FIRS ALLAYS NORTHERN ELDERS’ SOVEREIGNTY FEAR OVER FRANCE MOU

The Federal Inland Revenue Service (FIRS) on Sunday defended its recently signed Memorandum of Understanding (MoU) with France’s Direction Générale des Finances Publiques, amid concerns raised by the Northern Elders Forum (NEF) over potential threats to Nigeria’s tax data sovereignty.

In a statement, FIRS emphasised that the agreement is a globally recognised technical cooperation framework focused solely on capacity building and knowledge transfer. The agency dismissed claims suggesting that Nigerian taxpayer data or digital tax systems would be handed over to France.

“The MoU does not provide France with access to Nigerian taxpayer records, operational systems, or any part of our infrastructure,” FIRS stated. “All existing Nigerian laws on data protection, cybersecurity, and sovereignty remain fully in force. Like its predecessor, the Nigeria Revenue Service prioritises national security and maintains strict protocols for safeguarding taxpayer information.”

The agency also reassured that local technology providers remain central to Nigeria’s tax operations. “FIRS and the emerging Nigeria Revenue Service continue to collaborate with Nigerian innovators such as NIBSS, Interswitch, PayStack, and Flutterwave,” the statement added.

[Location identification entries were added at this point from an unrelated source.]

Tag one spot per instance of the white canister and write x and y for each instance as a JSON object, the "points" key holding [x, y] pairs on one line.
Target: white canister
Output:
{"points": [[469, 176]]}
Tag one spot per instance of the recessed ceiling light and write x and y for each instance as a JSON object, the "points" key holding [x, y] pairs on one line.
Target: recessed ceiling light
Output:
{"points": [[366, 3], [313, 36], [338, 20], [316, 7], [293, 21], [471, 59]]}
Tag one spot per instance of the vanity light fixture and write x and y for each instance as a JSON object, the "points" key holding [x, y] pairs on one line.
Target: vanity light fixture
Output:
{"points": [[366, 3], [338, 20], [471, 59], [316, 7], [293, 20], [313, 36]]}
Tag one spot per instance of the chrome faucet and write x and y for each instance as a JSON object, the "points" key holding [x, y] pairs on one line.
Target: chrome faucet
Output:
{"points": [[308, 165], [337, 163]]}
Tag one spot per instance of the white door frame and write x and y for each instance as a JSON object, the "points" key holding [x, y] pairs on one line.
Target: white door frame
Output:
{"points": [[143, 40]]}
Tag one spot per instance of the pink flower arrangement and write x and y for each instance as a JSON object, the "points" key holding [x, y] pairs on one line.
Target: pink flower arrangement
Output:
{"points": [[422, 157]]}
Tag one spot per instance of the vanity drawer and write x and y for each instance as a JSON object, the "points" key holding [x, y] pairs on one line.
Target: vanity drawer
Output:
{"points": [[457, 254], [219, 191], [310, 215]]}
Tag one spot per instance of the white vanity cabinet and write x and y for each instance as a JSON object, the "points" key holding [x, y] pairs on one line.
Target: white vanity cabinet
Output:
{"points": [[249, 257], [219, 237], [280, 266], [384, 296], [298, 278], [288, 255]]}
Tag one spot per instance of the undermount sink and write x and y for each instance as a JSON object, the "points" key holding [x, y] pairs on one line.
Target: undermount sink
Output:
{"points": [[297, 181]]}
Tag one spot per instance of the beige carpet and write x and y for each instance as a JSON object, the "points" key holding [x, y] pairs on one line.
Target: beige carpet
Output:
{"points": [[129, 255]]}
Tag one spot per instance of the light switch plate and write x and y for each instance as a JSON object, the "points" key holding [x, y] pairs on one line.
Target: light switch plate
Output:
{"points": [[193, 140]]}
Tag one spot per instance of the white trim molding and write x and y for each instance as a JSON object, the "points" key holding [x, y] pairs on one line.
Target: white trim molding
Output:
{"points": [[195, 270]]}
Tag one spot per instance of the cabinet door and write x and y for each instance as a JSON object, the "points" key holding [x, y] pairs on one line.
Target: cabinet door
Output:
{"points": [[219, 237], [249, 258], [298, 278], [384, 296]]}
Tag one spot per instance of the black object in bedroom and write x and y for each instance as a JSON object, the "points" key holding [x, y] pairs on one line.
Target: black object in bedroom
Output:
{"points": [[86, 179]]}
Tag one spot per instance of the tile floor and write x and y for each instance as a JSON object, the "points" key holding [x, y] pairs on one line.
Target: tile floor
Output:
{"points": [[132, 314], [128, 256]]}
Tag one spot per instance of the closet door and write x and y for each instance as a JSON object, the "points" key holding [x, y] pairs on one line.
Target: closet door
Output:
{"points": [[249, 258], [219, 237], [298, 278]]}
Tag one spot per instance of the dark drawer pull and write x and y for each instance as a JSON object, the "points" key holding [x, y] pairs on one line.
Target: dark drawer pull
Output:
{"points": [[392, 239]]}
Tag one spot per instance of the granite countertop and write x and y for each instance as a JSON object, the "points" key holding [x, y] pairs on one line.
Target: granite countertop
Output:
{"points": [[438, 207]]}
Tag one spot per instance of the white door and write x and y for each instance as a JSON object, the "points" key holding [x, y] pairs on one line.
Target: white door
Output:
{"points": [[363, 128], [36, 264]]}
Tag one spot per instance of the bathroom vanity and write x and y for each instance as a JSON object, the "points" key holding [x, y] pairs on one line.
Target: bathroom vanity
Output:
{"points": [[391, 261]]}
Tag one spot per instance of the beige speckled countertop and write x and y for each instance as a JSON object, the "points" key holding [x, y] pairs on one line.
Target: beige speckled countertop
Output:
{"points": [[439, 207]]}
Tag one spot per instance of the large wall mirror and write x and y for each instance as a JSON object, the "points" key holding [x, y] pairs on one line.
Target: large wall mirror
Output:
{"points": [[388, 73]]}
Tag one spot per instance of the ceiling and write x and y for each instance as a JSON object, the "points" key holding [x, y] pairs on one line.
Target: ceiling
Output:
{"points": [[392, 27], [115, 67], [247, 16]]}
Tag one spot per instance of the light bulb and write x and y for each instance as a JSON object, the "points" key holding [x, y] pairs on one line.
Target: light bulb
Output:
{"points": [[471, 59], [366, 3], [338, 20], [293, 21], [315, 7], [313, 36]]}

The Northern Elders Forum, however, had called for the MoU’s immediate termination, describing it as a “dangerous tax data agreement” that could jeopardise Nigeria’s economic and national security. In an open letter to the Federal Government, Senate, and House of Representatives, NEF spokesperson Prof. Abubakar Jiddere warned that the MoU could give foreign actors undue access to Nigeria’s critical tax infrastructure.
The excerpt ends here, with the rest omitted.